The soundtrack of the video is an amalgamation of Léon Boëllmann’s 1895 Suite Gothique, an original piece by contemporary composer and media-artist Dmitry Morozov (aka VTOL), along with excerpts from Ravel, Liszt, Mozart, and Tchaikovsky, with a particular emphasis on “Casta Diva” from Vincenzo Bellini’s Norma.

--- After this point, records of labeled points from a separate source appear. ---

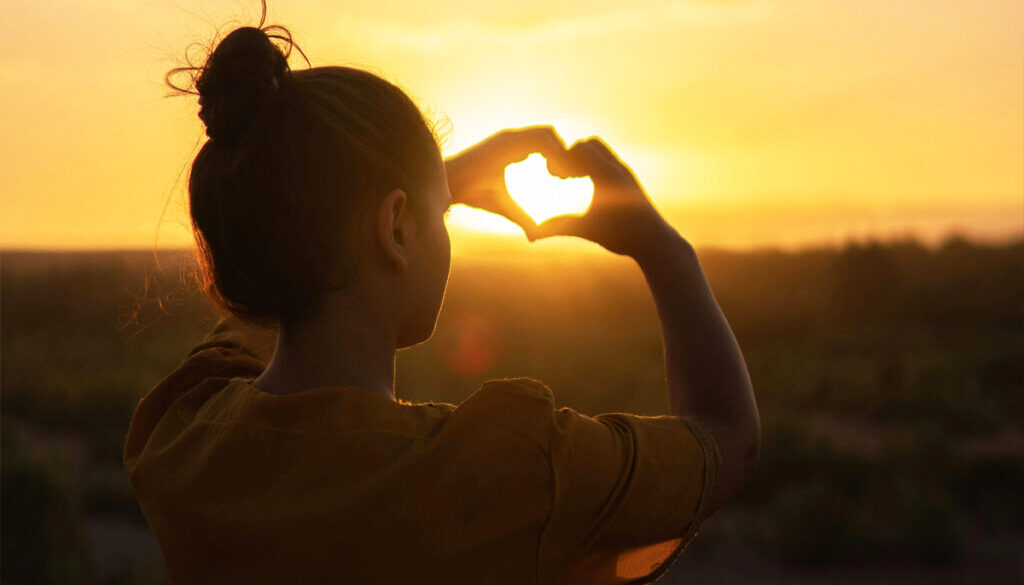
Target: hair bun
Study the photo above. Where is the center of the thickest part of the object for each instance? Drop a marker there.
(239, 79)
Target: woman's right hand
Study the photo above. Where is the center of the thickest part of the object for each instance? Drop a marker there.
(621, 217)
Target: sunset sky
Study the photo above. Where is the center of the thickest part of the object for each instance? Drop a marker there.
(750, 123)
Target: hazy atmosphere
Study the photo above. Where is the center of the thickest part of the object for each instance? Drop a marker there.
(751, 123)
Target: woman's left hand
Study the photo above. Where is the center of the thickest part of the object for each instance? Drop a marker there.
(476, 175)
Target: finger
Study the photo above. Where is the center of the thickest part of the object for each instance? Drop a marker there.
(515, 214)
(609, 156)
(581, 160)
(520, 142)
(558, 225)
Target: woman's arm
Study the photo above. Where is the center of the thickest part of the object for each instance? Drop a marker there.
(707, 375)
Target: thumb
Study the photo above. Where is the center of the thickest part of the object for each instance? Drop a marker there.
(558, 225)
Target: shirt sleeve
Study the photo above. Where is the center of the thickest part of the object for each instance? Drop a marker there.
(629, 494)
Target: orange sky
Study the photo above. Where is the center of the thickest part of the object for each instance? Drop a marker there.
(751, 123)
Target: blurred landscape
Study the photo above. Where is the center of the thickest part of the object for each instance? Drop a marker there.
(890, 379)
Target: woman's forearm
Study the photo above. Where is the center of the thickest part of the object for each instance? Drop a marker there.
(707, 376)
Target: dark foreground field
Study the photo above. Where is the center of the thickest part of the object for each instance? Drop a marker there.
(890, 378)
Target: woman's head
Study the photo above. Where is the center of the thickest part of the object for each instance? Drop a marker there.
(287, 197)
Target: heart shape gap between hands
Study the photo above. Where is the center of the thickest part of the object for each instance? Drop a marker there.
(542, 195)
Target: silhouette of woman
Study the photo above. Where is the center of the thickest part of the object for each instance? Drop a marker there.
(318, 207)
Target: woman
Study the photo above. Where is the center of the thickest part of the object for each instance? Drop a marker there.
(318, 208)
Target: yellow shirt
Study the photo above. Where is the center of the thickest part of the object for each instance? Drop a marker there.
(341, 485)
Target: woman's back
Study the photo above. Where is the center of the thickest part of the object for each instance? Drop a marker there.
(318, 207)
(343, 485)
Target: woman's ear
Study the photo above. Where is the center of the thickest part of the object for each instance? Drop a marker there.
(392, 227)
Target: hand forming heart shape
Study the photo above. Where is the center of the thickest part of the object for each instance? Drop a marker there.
(543, 196)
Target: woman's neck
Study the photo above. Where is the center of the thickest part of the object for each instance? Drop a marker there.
(344, 342)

The video work premiered as a 7-channel, 40-meter-long video installation in the former Venice salt warehouses as a collateral event of the 56th Biennale in 2015, with a participatory performance staged at the opening of the exhibition featuring actors dressed as “Inverso

Mundus Police” lounging on the giant bed with Fortuny fabrics from the video and beckoning visitors to join them. The video installation was subsequently shown in its single-channel, 3- or 7-channel versions at the 6th Moscow Biennale (2015), the Kochi-Muziris Biennial (2016), the National Gallery of Australia (2017), and the 1st Bangkok Biennial (2018), among other venues. Other works in the project include a monumental digital collage, Inquisition, a series of oil

paintings, colored pencil drawings, and the torture devices from the video as stand-alone sculptural objects. The objects, drawings, and paintings were first exhibited at Moscow’s Triumph Gallery in 2015 as a special project of the 6th Moscow Biennale.

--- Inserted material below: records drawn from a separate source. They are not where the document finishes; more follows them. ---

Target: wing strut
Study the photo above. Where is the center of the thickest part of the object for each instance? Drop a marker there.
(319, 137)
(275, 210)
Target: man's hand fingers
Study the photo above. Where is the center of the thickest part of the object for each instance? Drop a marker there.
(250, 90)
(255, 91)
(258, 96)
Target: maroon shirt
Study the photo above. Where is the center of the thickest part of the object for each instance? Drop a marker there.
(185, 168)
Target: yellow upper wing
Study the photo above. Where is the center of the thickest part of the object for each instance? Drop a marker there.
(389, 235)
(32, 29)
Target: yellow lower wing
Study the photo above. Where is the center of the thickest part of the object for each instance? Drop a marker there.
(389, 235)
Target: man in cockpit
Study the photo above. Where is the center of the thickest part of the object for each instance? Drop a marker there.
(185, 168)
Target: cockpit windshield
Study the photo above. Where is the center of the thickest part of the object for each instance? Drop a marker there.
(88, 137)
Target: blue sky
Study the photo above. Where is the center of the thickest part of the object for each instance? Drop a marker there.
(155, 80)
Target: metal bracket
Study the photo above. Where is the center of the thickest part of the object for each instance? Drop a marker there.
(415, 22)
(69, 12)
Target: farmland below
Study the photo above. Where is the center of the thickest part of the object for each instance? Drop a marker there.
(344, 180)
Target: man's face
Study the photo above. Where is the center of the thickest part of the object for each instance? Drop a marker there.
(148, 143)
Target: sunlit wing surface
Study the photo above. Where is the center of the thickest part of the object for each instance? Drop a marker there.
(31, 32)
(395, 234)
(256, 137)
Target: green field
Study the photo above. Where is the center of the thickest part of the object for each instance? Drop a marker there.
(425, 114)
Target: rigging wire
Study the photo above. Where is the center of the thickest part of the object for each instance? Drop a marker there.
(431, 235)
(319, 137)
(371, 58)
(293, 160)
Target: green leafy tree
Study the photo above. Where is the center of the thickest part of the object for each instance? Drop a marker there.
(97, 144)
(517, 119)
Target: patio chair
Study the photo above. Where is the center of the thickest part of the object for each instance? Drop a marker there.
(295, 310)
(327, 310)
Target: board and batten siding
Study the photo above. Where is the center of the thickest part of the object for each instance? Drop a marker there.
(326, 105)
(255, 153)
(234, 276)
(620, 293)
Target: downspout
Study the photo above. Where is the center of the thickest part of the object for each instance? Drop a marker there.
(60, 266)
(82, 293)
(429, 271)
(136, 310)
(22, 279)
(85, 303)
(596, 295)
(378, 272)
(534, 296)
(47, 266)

In 2017 AES+F expanded the project with the addition of a series of digital collages composed of a set of 12 vertical “Stillages” featuring characters from the video arranged on shelves in a surrealistic trompe l’oeil. The “Stillages” were shown for the first time as part of the collective’s survey exhibition Theatrum Mundi at the Musée d’art et d’histoire in Geneva in 2018, together with a selection of paintings and torture devices from the project. Inverso Mundus was

subsequently presented in various exhibitions around the world featuring selections and combinations of works from the project. Notable solo exhibitions include Galeria Senda in Barcelona in 2016, followed by the Claudine and Jean Marc Salomon Foundation in France the same year; the SCAD Museum of Art in Savannah, Georgia, in 2018; Predictions and Revelations at St. Petersburg’s Central Exhibition Hall “Manege” in 2019, What Came to Pass at Tang Contemporary Art in Beijing in 2020, and Lost, Hybrid, Inverted at the Jeonnam Museum of Art in South Korea in 2021.